Where does boldness come from? I think the source of boldness is attention.

If you decide (and many of us haven’t) that you are worth your own time, you slow down and notice what’s actually going on for you.  When you pay careful attention to your own experience, you just might notice a detail, feeling, or action for the first time. The more you notice, the more curious and interested you become; the more curious you become, the greater chance you’ll have some questions.

We pay attention, notice, and ask: this process reflects our willingness to be active participants, rather than passive bystanders, in our own lives. Pay attention to yourself*, and bold questions will follow.

Ask bold questions, and your self-awareness and curiosity are heightened.

*For those of you thinking, “Paying lots of attention to myself sounds selfish,” a few bold questions for you: Is being selfish wrong? If you’re not paying any attention to yourself, who or what is receiving your attention? Do you believe that you can’t pay attention to yourself and other people at the same time?

How do I know you’re the right therapist for me?

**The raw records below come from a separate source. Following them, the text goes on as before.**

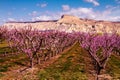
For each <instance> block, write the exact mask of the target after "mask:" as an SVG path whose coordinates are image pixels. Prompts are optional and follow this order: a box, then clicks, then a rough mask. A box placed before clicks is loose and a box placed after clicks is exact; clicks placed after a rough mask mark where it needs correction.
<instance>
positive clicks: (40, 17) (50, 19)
mask: <svg viewBox="0 0 120 80" xmlns="http://www.w3.org/2000/svg"><path fill="white" fill-rule="evenodd" d="M38 20H52V16H48V15H41V16H38V17H33V18H32V21H38Z"/></svg>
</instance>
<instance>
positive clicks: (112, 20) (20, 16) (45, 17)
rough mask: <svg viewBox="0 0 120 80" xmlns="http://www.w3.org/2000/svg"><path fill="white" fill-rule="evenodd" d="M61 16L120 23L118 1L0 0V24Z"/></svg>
mask: <svg viewBox="0 0 120 80" xmlns="http://www.w3.org/2000/svg"><path fill="white" fill-rule="evenodd" d="M63 14H68V15H73V16H77V17H79V18H88V19H95V20H108V21H120V0H0V24H3V23H5V22H8V21H38V20H56V19H59V18H61V16H62V15H63Z"/></svg>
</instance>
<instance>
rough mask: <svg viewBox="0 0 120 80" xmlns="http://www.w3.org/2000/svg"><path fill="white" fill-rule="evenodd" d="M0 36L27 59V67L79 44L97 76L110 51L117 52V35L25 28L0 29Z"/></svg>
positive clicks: (117, 49) (50, 57)
mask: <svg viewBox="0 0 120 80" xmlns="http://www.w3.org/2000/svg"><path fill="white" fill-rule="evenodd" d="M3 33H4V34H3ZM1 35H2V36H1ZM3 36H4V38H5V39H6V41H7V42H8V44H9V46H10V47H11V48H12V49H13V50H17V51H18V52H22V53H25V54H26V55H27V56H28V58H29V59H30V64H31V67H33V65H34V62H33V61H34V60H35V59H37V63H38V64H40V61H41V57H44V60H46V58H51V57H53V56H55V55H57V54H58V53H61V52H62V51H63V50H64V49H66V48H67V47H69V46H71V45H73V44H74V43H75V42H76V41H79V44H80V46H82V47H83V48H84V49H85V50H86V51H88V53H89V55H90V57H91V59H92V60H93V62H94V63H95V67H96V73H97V75H99V74H100V71H101V69H104V68H105V66H106V63H107V61H108V59H109V57H110V56H111V54H112V53H113V52H117V53H120V35H118V34H116V33H113V34H107V33H104V34H97V33H96V34H95V33H94V34H92V33H80V32H78V33H75V32H73V33H66V32H59V31H52V30H49V31H40V30H36V29H33V28H32V27H27V28H24V29H12V30H7V29H5V28H4V29H0V37H3Z"/></svg>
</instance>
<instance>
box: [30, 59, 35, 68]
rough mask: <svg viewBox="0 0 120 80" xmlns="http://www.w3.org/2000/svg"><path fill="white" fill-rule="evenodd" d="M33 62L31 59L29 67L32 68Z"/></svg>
mask: <svg viewBox="0 0 120 80" xmlns="http://www.w3.org/2000/svg"><path fill="white" fill-rule="evenodd" d="M33 60H34V59H33V58H30V67H31V68H33V66H34V63H33Z"/></svg>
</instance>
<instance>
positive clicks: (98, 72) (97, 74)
mask: <svg viewBox="0 0 120 80" xmlns="http://www.w3.org/2000/svg"><path fill="white" fill-rule="evenodd" d="M96 67H97V68H96V73H97V78H96V80H99V77H98V75H100V72H101V70H102V69H103V67H101V66H100V65H99V64H96Z"/></svg>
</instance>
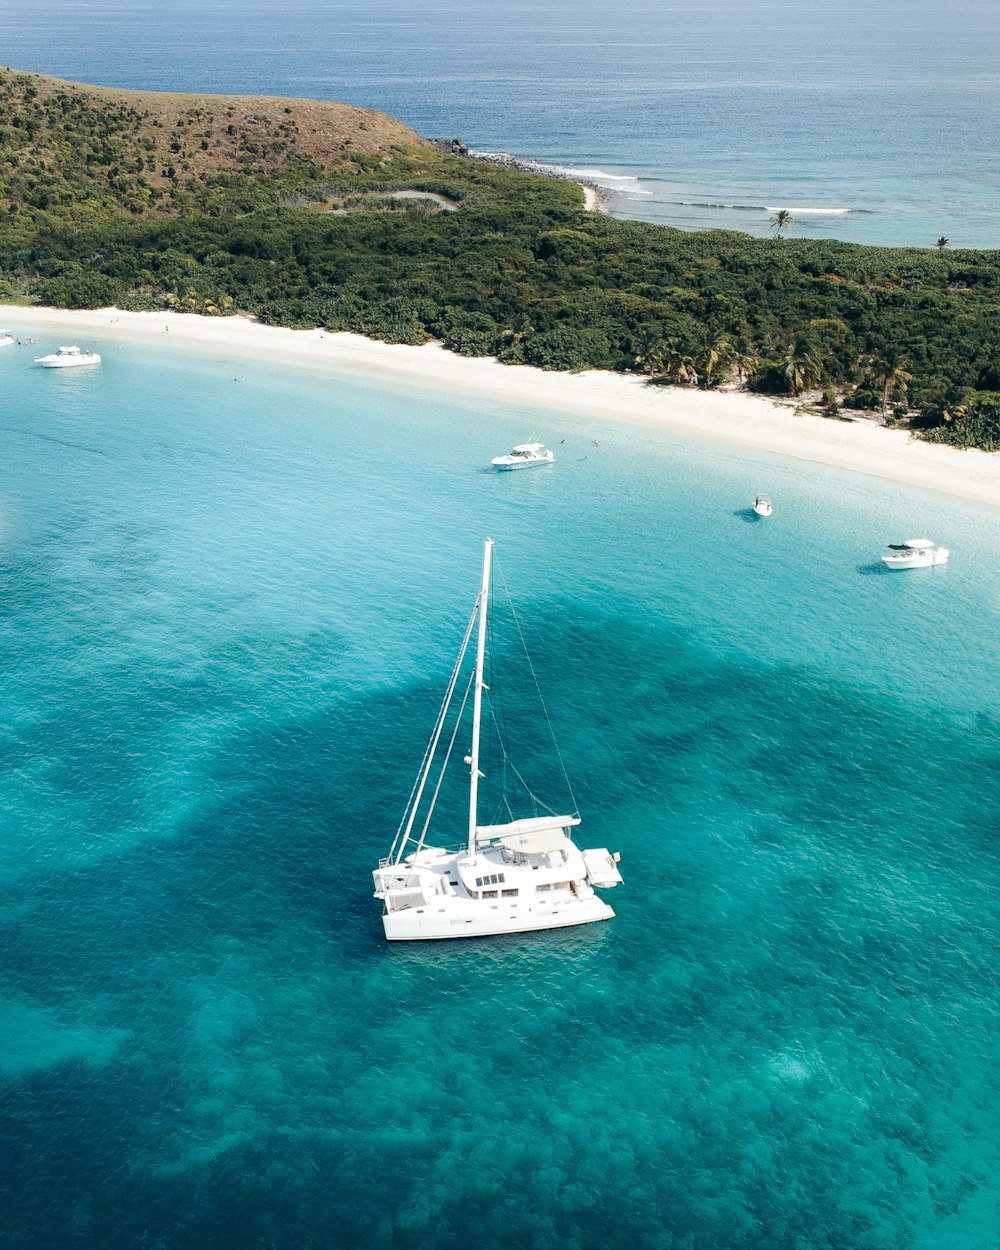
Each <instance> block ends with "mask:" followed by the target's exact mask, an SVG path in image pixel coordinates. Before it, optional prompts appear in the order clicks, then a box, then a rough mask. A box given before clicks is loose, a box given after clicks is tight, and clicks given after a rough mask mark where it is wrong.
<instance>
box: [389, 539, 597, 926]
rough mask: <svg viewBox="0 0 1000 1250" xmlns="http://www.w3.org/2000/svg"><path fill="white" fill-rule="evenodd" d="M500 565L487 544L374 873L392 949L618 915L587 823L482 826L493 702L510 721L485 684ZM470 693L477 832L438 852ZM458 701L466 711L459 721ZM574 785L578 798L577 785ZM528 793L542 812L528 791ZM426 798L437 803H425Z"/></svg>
mask: <svg viewBox="0 0 1000 1250" xmlns="http://www.w3.org/2000/svg"><path fill="white" fill-rule="evenodd" d="M491 557H492V540H491V539H486V544H485V547H484V551H482V581H481V585H480V591H479V595H477V597H476V602H475V607H474V609H472V615H471V617H470V619H469V624H467V625H466V629H465V636H464V639H462V642H461V647H460V650H459V657H457V660H456V661H455V667H454V669H452V672H451V680H450V682H449V686H447V691H446V694H445V697H444V702H442V705H441V709H440V711H439V714H437V720H436V722H435V726H434V731H432V734H431V739H430V742H429V744H427V749H426V751H425V754H424V764H422V765H421V769H420V773H419V775H417V778H416V781H415V783H414V788H412V791H411V794H410V800H409V803H407V805H406V810H405V811H404V814H402V820H401V821H400V826H399V830H397V831H396V838H395V841H394V843H392V849H391V851H390V854H389V856H387V858H386V859H382V860H380V861H379V866H377V869H375V871H374V873H372V876H374V880H375V898H376V899H380V900H381V903H382V926H384V929H385V936H386V938H387V939H389V941H424V940H441V939H450V938H485V936H494V935H497V934H520V933H531V931H534V930H539V929H565V928H569V926H571V925H585V924H591V923H592V921H596V920H610V919H611V918H612V916H614V911H612V910H611V908H610V906H609V905H607V904H606V903H605V901H604V900H602V899H600V898H597V895H596V894H595V893H594V890H595V886H596V888H597V889H604V888H607V886H614V885H617V884H619V883H620V881H621V874H620V871H619V868H617V863H619V856H617V855H611V854H610V853H609V851H607V850H605V849H602V848H601V849H600V850H580V849H579V848H577V846H576V844H575V843H574V841H572V839H571V836H570V830H571V829H575V828H576V825H579V824H580V818H579V815H566V816H559V815H531V816H522V818H520V819H511V820H510V821H507V823H506V824H499V825H496V824H490V825H484V824H480V823H479V811H477V804H479V781H480V778H484V776H485V774H484V773H481V771H480V750H479V749H480V727H481V724H482V714H484V711H482V704H484V697H482V696H484V694H487V695H489V700H490V701H489V706H487V711H489V712H490V716H489V719H487V725H490V726H492V727H497V729H499V726H500V725H501V724H502V722H504V716H502V714H501V704H500V702H499V699H497V697H496V695H495V692H496V690H497V687H499V674H496V672H495V671H491V672H490V681H489V684H486V682H485V681H484V666H485V654H486V612H487V605H489V597H490V570H491ZM515 619H516V617H515ZM476 626H477V631H476ZM519 630H520V626H519ZM474 631H476V655H475V666H474V669H472V671H471V674H470V672H467V671H466V670H467V669H469V665H466V664H465V657H466V652H467V651H469V647H470V644H471V640H472V634H474ZM490 652H491V654H492V647H490ZM529 671H532V670H530V669H529ZM490 690H492V691H494V694H492V695H490ZM470 692H471V694H472V725H471V749H470V752H469V755H466V756H465V764H466V765H467V766H469V829H467V835H466V834H465V833H462V834H461V835H459V836H460V839H461V845H460V848H459V849H457V850H454V849H452V850H449V849H446V848H444V846H439V845H429V844H427V841H426V836H427V831H429V829H430V825H431V819H432V816H434V809H435V804H436V801H437V795H439V793H440V789H441V783H442V781H444V779H445V769H446V766H447V764H449V760H450V758H451V754H452V747H454V746H455V740H456V737H457V736H459V732H460V730H461V726H462V720H464V717H462V712H464V711H465V707H466V704H467V702H469V694H470ZM452 701H454V702H455V704H456V705H457V710H456V711H454V712H452V710H451V705H452ZM507 701H509V696H507ZM494 712H495V714H494ZM546 720H547V715H546ZM501 760H502V765H501V769H500V773H501V775H502V774H512V775H515V776H516V778H517V779H519V781H520V774H519V773H516V769H514V766H512V765H510V764H509V756H507V751H506V745H505V744H501ZM560 760H561V758H560ZM522 784H524V783H522ZM566 786H567V789H569V790H570V795H571V794H572V791H571V788H570V786H569V779H567V778H566ZM524 789H525V793H526V794H527V795H530V798H531V800H532V803H534V804H537V800H535V798H534V795H532V794H531V791H529V790H527V786H526V784H525V785H524ZM425 790H427V793H429V794H430V798H429V799H427V800H426V801H425ZM501 803H502V805H501V808H500V809H497V814H499V813H500V811H502V813H505V814H507V815H510V816H512V815H514V813H512V809H511V806H510V804H509V801H507V798H506V795H504V796H502V800H501ZM535 810H537V806H536V808H535ZM452 845H454V843H452Z"/></svg>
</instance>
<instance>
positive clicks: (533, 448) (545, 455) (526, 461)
mask: <svg viewBox="0 0 1000 1250" xmlns="http://www.w3.org/2000/svg"><path fill="white" fill-rule="evenodd" d="M554 460H555V456H554V455H552V452H551V451H549V450H547V447H544V446H542V445H541V444H540V442H519V444H517V446H516V447H511V450H510V454H509V455H506V456H494V457H492V460H490V464H491V465H492V466H494V469H532V467H534V466H535V465H550V464H551V462H552V461H554Z"/></svg>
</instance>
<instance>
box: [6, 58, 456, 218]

This is a deeply personal question that I won’t be able to answer for you, but I can say that if you want a therapist who is just going to listen and nod along, I’m not who you’re looking for. I’m an active participant in your therapy. I'll share my perspective based on my clinical experience and I'll invite you to consider questions and points of view you may have never considered before.  I’ll be curious to understand how you tick and to help you understand yourself better. And I’ll metaphorically hold your hand as we take this journey to your best self together. 

I’ll also say that the clients who decided I’m the right therapist are usually still a bit hesitant, but on some level know that asking questions is an important key to get where they want to go, and to get what they want out of life. The clients who decide to stay aren’t unafraid, but they know that I can help them and they are tired of staying where they are.